Having slumped from -3 index points during 4Q2012 to a nine-year low of -7 in 1Q2013, the FNB/BER Consumer Confidence Index (CCI) rebounded to +1 in 2Q2013. Consumer confidence levels improved across all income and population groups.
Consumer confidence increased across all household income, population, age, gender and language groups during 2Q2013. Although the first quarter fall in consumer confidence was to be expected given the significant deterioration in domestic economic prospects since the second half of 2012, the extent of the drop in confidence may have been a bit of an overreaction.

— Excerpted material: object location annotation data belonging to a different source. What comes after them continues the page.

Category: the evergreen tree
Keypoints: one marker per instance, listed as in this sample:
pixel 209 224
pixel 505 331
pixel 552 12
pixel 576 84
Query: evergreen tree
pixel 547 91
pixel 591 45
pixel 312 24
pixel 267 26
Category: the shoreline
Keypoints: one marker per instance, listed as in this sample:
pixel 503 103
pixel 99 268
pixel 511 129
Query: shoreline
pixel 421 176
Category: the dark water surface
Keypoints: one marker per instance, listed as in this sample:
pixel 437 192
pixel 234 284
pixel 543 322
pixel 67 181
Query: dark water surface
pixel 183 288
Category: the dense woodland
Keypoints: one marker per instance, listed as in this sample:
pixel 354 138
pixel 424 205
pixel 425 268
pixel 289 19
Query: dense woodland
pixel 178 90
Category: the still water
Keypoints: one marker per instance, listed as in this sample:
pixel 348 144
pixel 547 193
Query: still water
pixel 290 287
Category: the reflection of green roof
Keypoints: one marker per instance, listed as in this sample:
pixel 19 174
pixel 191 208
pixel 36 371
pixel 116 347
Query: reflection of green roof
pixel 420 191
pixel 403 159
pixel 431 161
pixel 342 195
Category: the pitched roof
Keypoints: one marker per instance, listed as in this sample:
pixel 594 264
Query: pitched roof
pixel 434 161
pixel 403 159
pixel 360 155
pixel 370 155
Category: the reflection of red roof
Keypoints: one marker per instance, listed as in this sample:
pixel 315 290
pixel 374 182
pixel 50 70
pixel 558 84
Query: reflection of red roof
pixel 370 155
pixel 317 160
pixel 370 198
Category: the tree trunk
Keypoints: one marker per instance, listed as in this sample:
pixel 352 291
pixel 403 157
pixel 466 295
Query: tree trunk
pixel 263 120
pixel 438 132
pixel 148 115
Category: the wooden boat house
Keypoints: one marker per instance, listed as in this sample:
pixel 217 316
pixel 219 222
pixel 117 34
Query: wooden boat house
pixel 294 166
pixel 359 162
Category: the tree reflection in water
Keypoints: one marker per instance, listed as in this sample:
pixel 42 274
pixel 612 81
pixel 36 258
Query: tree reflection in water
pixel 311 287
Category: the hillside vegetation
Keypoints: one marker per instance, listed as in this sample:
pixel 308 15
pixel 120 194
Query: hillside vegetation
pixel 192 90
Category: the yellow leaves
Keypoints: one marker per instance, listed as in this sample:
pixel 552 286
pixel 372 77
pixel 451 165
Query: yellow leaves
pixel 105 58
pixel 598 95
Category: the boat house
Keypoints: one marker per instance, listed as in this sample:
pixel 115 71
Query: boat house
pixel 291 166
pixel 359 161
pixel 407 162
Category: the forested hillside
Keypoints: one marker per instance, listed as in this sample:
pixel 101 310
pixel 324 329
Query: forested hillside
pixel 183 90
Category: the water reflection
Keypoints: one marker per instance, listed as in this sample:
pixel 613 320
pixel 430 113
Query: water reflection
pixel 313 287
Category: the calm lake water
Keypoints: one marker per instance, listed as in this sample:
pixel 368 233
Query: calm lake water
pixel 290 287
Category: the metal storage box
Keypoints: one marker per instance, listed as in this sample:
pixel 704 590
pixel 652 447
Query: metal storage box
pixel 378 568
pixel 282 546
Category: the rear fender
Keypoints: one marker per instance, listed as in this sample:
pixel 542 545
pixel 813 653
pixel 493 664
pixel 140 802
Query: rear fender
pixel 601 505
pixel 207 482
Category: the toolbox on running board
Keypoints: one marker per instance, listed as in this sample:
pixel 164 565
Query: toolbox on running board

The CCI retreated to a 9-year low of -7, a level that was even more depressed compared to the low of -4 registered during the height of the 2008 global financial crisis. The increase in the CCI during 2Q2013 may therefore, in part, reflect a correction from an overly negative 1Q2013 result.

The FNB/BER CCI combines the results of three questions posed to adults in South Africa between 7 June and 8 July 2013, namely the expected performance of the economy, the expected financial position of households and the rating of the appropriateness of the present time to buy durable goods, such as furniture, appliances and electronic equipment.

During 2Q2013, consumers’ rating of the prospects for their household finances and the appropriateness of the present time to buy durable goods each improved by 9 index points, while the economic outlook sub-index of the CCI edged up by 6 index points.

“Economic conditions remained challenging during 2Q2013; however, the worst case scenario has not transpired. Further, the improvement in consumer confidence does correlate with better growth in retail sales and new vehicles and resilience in the labour market in recent months,” says Sizwe Nxedlana, chief economist of FNB.

According to the Department of Trade and Industry, the growth in new passenger car sales rebounded from 3,2% y-o-y during 1Q2013 to 8,6% y-o-y in 2Q2013. Similarly, retail sales volumes also surprised on the upside, with data from Statistics South Africa showing that the growth in retail sales volumes jumped to 6,2% y-o-y in May, up from 3% y-o-y in 1Q2013 and 2% in April 2013.

Nxedlana notes: “The absence of major power outages in recent months, following earlier warning signs that Eskom may need to resort to load shedding during winter, and the reprieve from large-scale violent strike action during the second quarter may have bolstered the confidence levels of consumers.
“The fact that consumer inflation has remained relatively contained up until now, in the face of the dramatic depreciation in the rand exchange rate over the last 18 months, has also been a positive development.”

The rand has depreciated by close to 30% against the US dollar since the first quarter of 2012, while the CPI inflation rate still came in at 5,5% in June 2013 (below the 6% upper edge of the SARB’s inflation target).

However, Nxedlana points out that, despite the 8-index point increase in the CCI, the latest reading of +1 remains well below the average reading for the CCI (of +6 index points since 1994). This implies that consumer confidence is still low and not supportive of a sustained strong recovery in consumer spending.

An analysis of the survey results by household income group shows that, although consumer confidence levels improved across the board during 2Q2013, the rise was larger and the actual levels remain higher for middle and high income consumers compared to the low income group (earning less than R2 000 per month).

Middle and high income consumers are notably more optimistic about the outlook for their household finances and less concerned about the appropriateness of the present time to buy durable goods compared to low income consumers.

Nxedlana comments: “High unemployment levels and soaring fuel prices are weighing on the financial positions of low income consumers in particular, implying that the deceleration in consumer spending could be more pronounced for low income households compared to the high income groups.

“Subdued global and domestic economic growth, a moderation in the growth of government spending on public sector wages and social grants and record high fuel prices will continue to erode real disposable income growth during the second half of 2013.

“The deterioration in income growth, coupled with rising bad debt levels and a tightening of lending criteria by credit providers, will translate into weaker household credit growth.”

He indicates that the combination of a slowdown in real disposable income growth and a moderation in credit extension will likely continue to weigh on consumer confidence levels and keep a firm lid on the growth in real consumer spending during 3Q2013.